The role of immunosuppression and the interaction between donor and recipient immunity

The research team proposes several hypotheses to explain why the "Geneva patient" has managed to keep HIV under control without treatment. A key factor is alloimmunity, which refers to the interaction between the immune system of the donor and that of the recipient. This hypothesis aligns with a previous study, led by IrsiCaixa, that links this mechanism to the reduction of the viral reservoir during a stem cell transplant. "After a transplant, the recipient's immune cells perceive those of the donor as a threat, and vice versa, triggering an 'immune battle' between the two systems," explains Salgado. During this confrontation, many of the recipient's immune cells, including those infected with HIV, die and are eventually replaced by the donor's cells. Although this process is very aggressive on the body, it is crucial to eliminate latent HIV in cells that could reactivate the infection.

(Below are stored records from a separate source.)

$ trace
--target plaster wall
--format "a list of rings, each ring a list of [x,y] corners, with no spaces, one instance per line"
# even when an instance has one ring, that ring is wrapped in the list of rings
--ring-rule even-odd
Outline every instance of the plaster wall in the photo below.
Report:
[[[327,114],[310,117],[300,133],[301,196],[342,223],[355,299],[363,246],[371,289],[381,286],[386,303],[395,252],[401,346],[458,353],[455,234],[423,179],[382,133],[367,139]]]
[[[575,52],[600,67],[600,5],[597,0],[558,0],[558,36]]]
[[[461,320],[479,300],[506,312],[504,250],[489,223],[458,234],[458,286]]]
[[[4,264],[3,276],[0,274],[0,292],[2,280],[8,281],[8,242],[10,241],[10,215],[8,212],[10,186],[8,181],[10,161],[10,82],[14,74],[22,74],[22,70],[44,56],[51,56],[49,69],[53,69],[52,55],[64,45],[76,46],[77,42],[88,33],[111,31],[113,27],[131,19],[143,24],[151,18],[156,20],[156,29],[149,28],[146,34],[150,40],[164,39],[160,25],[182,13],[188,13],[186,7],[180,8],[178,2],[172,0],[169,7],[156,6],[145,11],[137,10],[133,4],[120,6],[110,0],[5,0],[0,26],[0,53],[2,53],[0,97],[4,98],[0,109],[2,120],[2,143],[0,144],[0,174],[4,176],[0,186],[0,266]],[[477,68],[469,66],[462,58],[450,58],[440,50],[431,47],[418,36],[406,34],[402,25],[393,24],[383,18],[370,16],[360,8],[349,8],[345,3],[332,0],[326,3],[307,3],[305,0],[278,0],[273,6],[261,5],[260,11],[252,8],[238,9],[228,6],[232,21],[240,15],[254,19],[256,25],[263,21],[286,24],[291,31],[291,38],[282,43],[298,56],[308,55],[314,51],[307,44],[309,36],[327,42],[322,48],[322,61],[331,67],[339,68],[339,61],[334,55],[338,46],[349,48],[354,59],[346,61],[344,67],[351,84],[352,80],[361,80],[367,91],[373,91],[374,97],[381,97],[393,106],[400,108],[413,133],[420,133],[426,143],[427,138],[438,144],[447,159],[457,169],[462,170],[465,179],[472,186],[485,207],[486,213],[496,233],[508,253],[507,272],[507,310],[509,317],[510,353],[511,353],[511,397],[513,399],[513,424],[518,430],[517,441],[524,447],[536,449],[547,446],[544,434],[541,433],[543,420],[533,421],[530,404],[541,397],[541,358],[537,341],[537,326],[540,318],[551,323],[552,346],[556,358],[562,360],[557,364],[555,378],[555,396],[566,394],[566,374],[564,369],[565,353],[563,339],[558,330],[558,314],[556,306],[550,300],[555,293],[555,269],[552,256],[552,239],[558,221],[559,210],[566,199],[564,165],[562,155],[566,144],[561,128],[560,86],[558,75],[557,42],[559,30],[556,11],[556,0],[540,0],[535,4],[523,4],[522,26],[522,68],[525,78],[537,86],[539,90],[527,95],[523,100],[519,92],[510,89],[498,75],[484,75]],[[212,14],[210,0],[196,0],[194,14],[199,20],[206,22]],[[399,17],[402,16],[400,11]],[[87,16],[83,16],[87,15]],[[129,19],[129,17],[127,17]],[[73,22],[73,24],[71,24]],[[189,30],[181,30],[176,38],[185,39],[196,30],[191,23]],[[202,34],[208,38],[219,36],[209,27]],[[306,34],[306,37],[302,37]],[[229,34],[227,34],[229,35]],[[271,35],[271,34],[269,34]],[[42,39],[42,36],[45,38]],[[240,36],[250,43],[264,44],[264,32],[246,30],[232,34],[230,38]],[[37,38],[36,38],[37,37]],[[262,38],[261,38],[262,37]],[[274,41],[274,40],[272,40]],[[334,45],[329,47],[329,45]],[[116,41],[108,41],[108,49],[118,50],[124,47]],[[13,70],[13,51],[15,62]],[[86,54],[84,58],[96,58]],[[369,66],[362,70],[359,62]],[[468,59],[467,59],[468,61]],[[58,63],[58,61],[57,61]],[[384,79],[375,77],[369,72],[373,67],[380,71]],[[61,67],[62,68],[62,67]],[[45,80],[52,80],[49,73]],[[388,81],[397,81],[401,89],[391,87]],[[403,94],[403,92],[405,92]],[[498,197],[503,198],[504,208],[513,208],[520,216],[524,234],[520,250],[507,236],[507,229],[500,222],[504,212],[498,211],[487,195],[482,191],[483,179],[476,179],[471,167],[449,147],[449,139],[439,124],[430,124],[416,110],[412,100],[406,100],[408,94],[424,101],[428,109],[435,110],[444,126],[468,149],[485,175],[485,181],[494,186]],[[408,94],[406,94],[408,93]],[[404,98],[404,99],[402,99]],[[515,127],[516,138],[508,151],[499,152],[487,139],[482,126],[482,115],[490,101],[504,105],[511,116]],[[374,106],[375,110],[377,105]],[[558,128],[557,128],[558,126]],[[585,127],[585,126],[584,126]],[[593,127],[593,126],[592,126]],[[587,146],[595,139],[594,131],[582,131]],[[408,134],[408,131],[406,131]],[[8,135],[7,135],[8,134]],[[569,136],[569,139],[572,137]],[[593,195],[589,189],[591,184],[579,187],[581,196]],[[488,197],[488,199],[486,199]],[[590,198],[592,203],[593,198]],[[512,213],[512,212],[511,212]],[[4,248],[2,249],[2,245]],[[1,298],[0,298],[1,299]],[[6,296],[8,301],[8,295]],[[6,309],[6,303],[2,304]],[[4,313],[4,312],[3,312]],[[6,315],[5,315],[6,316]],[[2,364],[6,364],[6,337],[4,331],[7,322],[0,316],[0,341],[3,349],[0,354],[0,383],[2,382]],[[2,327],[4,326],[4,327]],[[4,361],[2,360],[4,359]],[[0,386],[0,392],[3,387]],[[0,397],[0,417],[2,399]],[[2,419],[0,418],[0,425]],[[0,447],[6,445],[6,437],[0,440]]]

In the "Geneva patient's" case, the team administered ruxolitinib, an immunosuppressive drug designed to reduce the collateral damage caused by the immune battle. Laboratory studies have also shown that ruxolitinib can block HIV replication and prevent its reactivation, making it another factor contributing to the patient's HIV remission.

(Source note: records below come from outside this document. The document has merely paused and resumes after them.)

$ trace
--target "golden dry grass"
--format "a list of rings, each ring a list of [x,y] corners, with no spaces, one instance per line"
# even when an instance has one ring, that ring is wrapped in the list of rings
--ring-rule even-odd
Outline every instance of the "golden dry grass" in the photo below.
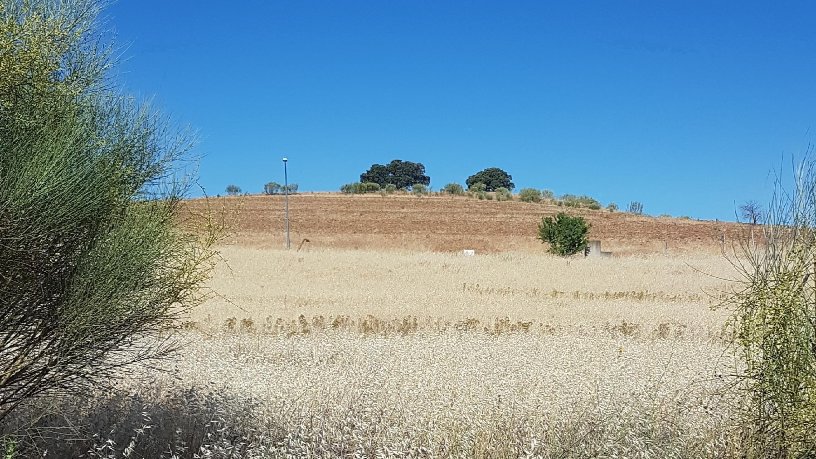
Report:
[[[222,254],[91,457],[738,456],[720,257]]]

Finally, the team emphasizes the critical role of Natural Killer (NK) cells in this patient. These cells patrol the body, seeking out and destroying dangerous cells, including those infected with HIV, helping to keep the immune system vigilant and the virus at bay.

New perspectives for HIV cure research

Although stem cell transplantation is not a viable therapeutic option for all people with HIV, the exceptional nature of the "Geneva patient's" case opens up new perspectives for research into therapies that might exploit alloimmunity and immunosuppressive drugs to achieve an HIV cure.

"We are facing a discovery that could change the course of HIV cure research," concludes Martínez-Picado. "The next step will be to delve deeper into the mechanisms that allowed this remission and explore how we can replicate these results in a broader population of people with HIV", he adds.